EDIT: I now tried running this as a script (not as a notebook) and the moment Tensorflow session line comes up, terminal throws the following:
2020-01-28 13:44:55.756819: I tensorflow/stream_executor/platform/default/dso_loader.cc:53] Could not dlopen library 'libcudart.so.10.0'; dlerror: libcudart.so.10.0: cannot open shared object file: No such file or directory; LD_LIBRARY_PATH: /home/username/ros_ws/devel/lib:/opt/ros/melodic/lib
2020-01-28 13:44:55.757047: I tensorflow/stream_executor/platform/default/dso_loader.cc:53] Could not dlopen library 'libcublas.so.10.0'; dlerror: libcublas.so.10.0: cannot open shared object file: No such file or directory; LD_LIBRARY_PATH: /home/username/ros_ws/devel/lib:/opt/ros/melodic/lib
2020-01-28 13:44:55.757313: I tensorflow/stream_executor/platform/default/dso_loader.cc:53] Could not dlopen library 'libcufft.so.10.0'; dlerror: libcufft.so.10.0: cannot open shared object file: No such file or directory; LD_LIBRARY_PATH: /home/username/ros_ws/devel/lib:/opt/ros/melodic/lib
2020-01-28 13:44:55.757526: I tensorflow/stream_executor/platform/default/dso_loader.cc:53] Could not dlopen library 'libcurand.so.10.0'; dlerror: libcurand.so.10.0: cannot open shared object file: No such file or directory; LD_LIBRARY_PATH: /home/username/ros_ws/devel/lib:/opt/ros/melodic/lib
2020-01-28 13:44:55.757736: I tensorflow/stream_executor/platform/default/dso_loader.cc:53] Could not dlopen library 'libcusolver.so.10.0'; dlerror: libcusolver.so.10.0: cannot open shared object file: No such file or directory; LD_LIBRARY_PATH: /home/username/ros_ws/devel/lib:/opt/ros/melodic/lib
2020-01-28 13:44:55.757940: I tensorflow/stream_executor/platform/default/dso_loader.cc:53] Could not dlopen library 'libcusparse.so.10.0'; dlerror: libcusparse.so.10.0: cannot open shared object file: No such file or directory; LD_LIBRARY_PATH: /home/username/ros_ws/devel/lib:/opt/ros/melodic/lib
2020-01-28 13:44:55.808416: I tensorflow/stream_executor/platform/default/dso_loader.cc:42] Successfully opened dynamic library libcudnn.so.7
2020-01-28 13:44:55.808444: W tensorflow/core/common_runtime/gpu/gpu_device.cc:1663] Cannot dlopen some GPU libraries. Skipping registering GPU devices...
which is strange because I don’t have CUDA 10, rather 9.0, so this should not even be asked. Is my Tensorflow version wrong?
Answers:
Most possibly this is because there is not enough memory to store the data/model.

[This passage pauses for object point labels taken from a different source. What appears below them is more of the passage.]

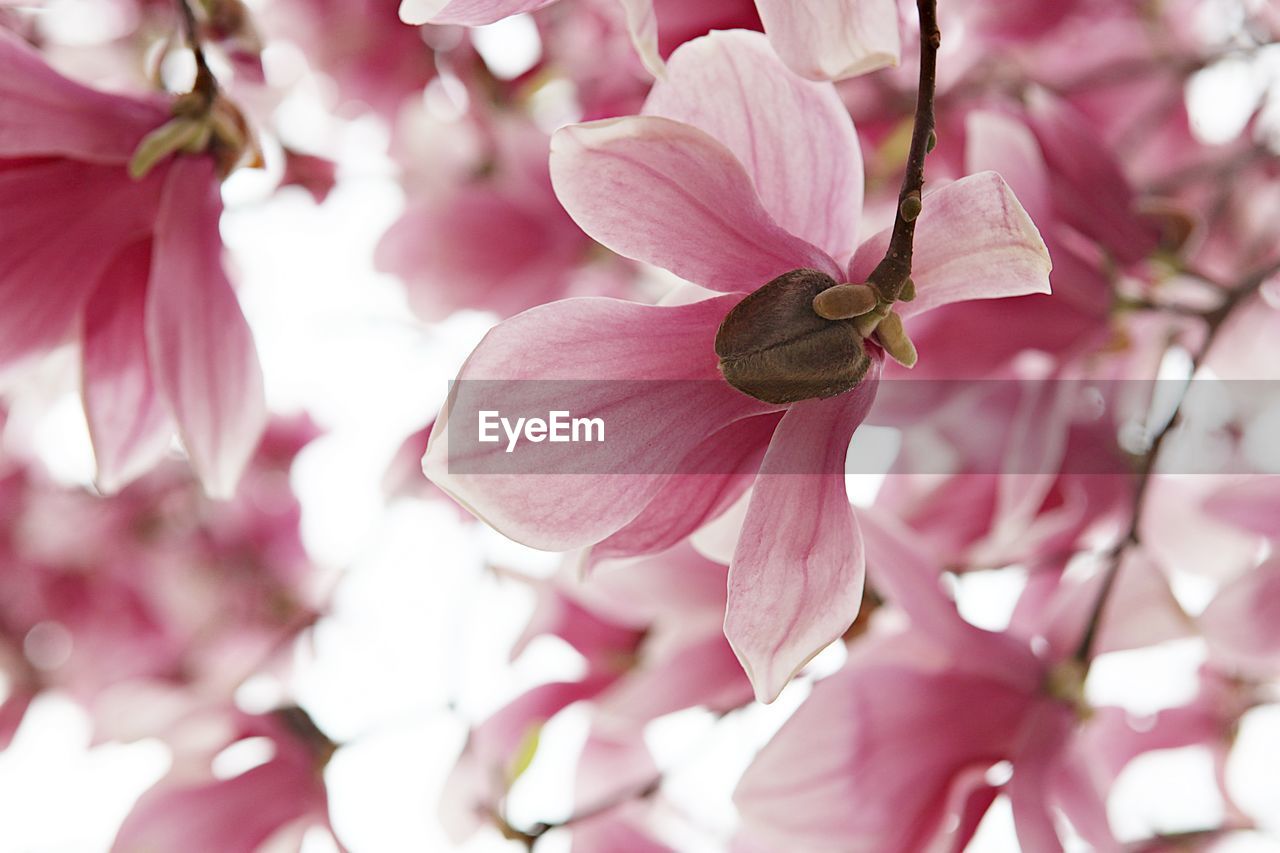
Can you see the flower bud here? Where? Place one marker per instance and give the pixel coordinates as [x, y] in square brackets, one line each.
[909, 209]
[892, 337]
[845, 301]
[772, 346]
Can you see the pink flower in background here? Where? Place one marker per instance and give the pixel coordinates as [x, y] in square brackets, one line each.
[373, 58]
[917, 721]
[272, 803]
[727, 191]
[161, 589]
[498, 241]
[132, 269]
[649, 633]
[826, 40]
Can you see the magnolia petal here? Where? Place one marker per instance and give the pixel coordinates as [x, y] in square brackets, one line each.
[688, 501]
[696, 670]
[792, 136]
[451, 256]
[1000, 142]
[202, 354]
[668, 194]
[643, 26]
[973, 241]
[796, 579]
[832, 39]
[1252, 503]
[869, 735]
[467, 13]
[1046, 733]
[46, 114]
[127, 418]
[1242, 623]
[64, 223]
[237, 813]
[653, 379]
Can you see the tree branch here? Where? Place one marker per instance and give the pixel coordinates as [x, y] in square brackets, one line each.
[891, 274]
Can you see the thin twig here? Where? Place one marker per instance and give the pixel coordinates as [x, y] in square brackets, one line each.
[1215, 320]
[205, 81]
[891, 274]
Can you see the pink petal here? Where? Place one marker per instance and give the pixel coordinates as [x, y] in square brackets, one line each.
[668, 194]
[127, 419]
[972, 242]
[999, 142]
[1242, 623]
[480, 249]
[903, 571]
[202, 352]
[1089, 188]
[868, 762]
[643, 26]
[611, 769]
[64, 223]
[644, 589]
[796, 579]
[46, 114]
[688, 501]
[1047, 731]
[234, 815]
[469, 13]
[832, 39]
[792, 136]
[698, 671]
[654, 382]
[1141, 610]
[1251, 503]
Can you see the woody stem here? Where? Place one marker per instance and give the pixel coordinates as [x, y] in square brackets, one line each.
[890, 276]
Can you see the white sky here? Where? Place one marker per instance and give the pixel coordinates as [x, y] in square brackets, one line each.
[419, 624]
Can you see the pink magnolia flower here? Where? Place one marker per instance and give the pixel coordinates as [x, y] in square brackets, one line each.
[497, 240]
[912, 728]
[827, 40]
[132, 269]
[737, 172]
[649, 633]
[371, 56]
[273, 802]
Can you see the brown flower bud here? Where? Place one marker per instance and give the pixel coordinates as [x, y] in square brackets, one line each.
[892, 337]
[772, 346]
[909, 209]
[845, 301]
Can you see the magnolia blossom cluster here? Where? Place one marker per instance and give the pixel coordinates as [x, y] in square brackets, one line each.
[684, 222]
[151, 609]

Your input image size is also 1024×1024. I would siggest you to try training with a small image size like 256 or even 128, just to see if it is at least working.

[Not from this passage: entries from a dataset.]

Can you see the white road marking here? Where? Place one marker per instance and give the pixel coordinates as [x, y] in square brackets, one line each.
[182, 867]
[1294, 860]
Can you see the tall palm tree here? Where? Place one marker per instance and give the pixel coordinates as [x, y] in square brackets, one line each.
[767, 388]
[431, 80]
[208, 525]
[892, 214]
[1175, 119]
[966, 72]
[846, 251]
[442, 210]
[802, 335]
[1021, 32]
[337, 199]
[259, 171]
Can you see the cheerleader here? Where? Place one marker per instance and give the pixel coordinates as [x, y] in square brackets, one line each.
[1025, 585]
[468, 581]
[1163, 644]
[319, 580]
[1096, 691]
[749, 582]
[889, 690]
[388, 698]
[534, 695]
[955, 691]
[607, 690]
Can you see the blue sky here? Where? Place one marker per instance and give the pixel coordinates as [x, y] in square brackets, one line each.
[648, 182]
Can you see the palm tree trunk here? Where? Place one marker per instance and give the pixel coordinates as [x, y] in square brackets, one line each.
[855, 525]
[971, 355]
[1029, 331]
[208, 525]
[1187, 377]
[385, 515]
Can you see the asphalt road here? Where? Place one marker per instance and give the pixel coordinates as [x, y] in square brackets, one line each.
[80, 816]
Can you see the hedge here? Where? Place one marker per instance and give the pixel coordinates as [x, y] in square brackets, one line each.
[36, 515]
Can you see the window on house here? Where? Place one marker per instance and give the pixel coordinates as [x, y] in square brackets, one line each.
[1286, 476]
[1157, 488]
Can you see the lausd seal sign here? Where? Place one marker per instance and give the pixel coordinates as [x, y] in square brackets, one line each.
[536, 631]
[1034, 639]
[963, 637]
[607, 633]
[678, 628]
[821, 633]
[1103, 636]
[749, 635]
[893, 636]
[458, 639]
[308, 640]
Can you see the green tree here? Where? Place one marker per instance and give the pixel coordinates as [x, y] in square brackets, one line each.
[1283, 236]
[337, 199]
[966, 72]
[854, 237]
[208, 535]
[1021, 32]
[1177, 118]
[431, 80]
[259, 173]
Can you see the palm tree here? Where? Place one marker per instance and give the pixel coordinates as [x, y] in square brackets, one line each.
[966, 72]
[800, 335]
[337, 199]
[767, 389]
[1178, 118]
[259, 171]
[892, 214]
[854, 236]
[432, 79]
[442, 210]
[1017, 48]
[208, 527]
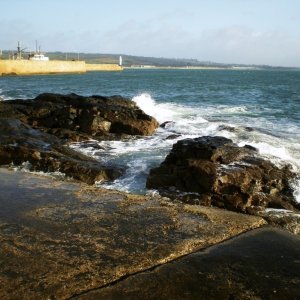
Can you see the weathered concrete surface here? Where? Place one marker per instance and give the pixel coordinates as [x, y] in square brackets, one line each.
[261, 264]
[61, 239]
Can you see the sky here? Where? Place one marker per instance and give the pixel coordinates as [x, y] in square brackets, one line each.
[225, 31]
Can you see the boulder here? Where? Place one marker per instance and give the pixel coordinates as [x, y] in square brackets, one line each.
[215, 171]
[76, 117]
[20, 143]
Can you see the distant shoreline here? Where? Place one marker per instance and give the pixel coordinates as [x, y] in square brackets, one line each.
[189, 68]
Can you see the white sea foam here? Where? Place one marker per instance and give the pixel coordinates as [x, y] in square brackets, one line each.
[139, 155]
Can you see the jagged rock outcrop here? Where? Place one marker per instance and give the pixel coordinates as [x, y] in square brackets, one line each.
[19, 143]
[215, 171]
[35, 131]
[76, 117]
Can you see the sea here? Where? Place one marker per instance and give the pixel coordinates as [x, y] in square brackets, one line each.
[260, 108]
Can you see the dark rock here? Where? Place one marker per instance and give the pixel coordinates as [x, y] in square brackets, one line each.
[227, 128]
[73, 116]
[20, 143]
[223, 175]
[164, 124]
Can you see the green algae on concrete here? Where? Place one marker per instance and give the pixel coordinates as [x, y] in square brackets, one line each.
[260, 264]
[60, 239]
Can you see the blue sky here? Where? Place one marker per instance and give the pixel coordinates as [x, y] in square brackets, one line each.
[228, 31]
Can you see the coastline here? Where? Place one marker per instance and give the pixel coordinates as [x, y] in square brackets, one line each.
[70, 239]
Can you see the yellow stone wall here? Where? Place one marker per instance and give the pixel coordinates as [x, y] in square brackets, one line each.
[27, 67]
[103, 67]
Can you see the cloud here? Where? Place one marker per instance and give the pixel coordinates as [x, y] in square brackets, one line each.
[244, 45]
[232, 44]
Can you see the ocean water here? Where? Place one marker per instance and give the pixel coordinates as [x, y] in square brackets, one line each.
[263, 106]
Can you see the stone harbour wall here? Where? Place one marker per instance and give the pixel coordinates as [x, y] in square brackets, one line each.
[27, 67]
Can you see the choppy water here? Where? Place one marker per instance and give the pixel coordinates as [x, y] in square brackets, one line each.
[197, 101]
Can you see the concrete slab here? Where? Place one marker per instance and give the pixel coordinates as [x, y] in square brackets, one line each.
[60, 239]
[261, 264]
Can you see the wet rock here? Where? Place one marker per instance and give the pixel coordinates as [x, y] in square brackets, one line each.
[227, 128]
[66, 114]
[224, 175]
[173, 136]
[165, 124]
[61, 239]
[20, 143]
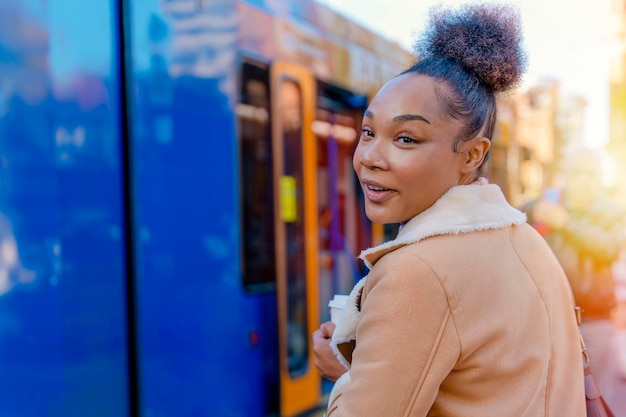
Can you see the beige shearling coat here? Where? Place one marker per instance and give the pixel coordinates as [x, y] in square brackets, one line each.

Also, is your GPU being detected by TF?
Okay, got it.
The problem was my tensorflow=gpu version (1.14) which was not compatible with my CUDA version (9.0). I had to install a version that is lower than 1.13. But that’s not the only catch. My CuDNN version (705) was also problematic, I had to reduce my Tensorflow-gpu all the way down to 1.9.0.
Now everything works.
In my case (windows 10, rtx 3050 ti GPU with vram of 4 GB), "The kernel appears to have died" error has been resolved by uninstalling CUDA 11 (and its relevant cuDNN) and installing CUDA 10.1 (and cuDNN 2.2.0) as well as uninstalling tensorflow-gpu 2.3.0 and installing tesorflow-gpu 2.2.0 (python 3.8 worked for me while tensorflow website had been tested python 3.5, so I did not downgrade python). However, I am not satisfied with the result as my GPU takes too long to make models compared to my core-i7 intel CPU.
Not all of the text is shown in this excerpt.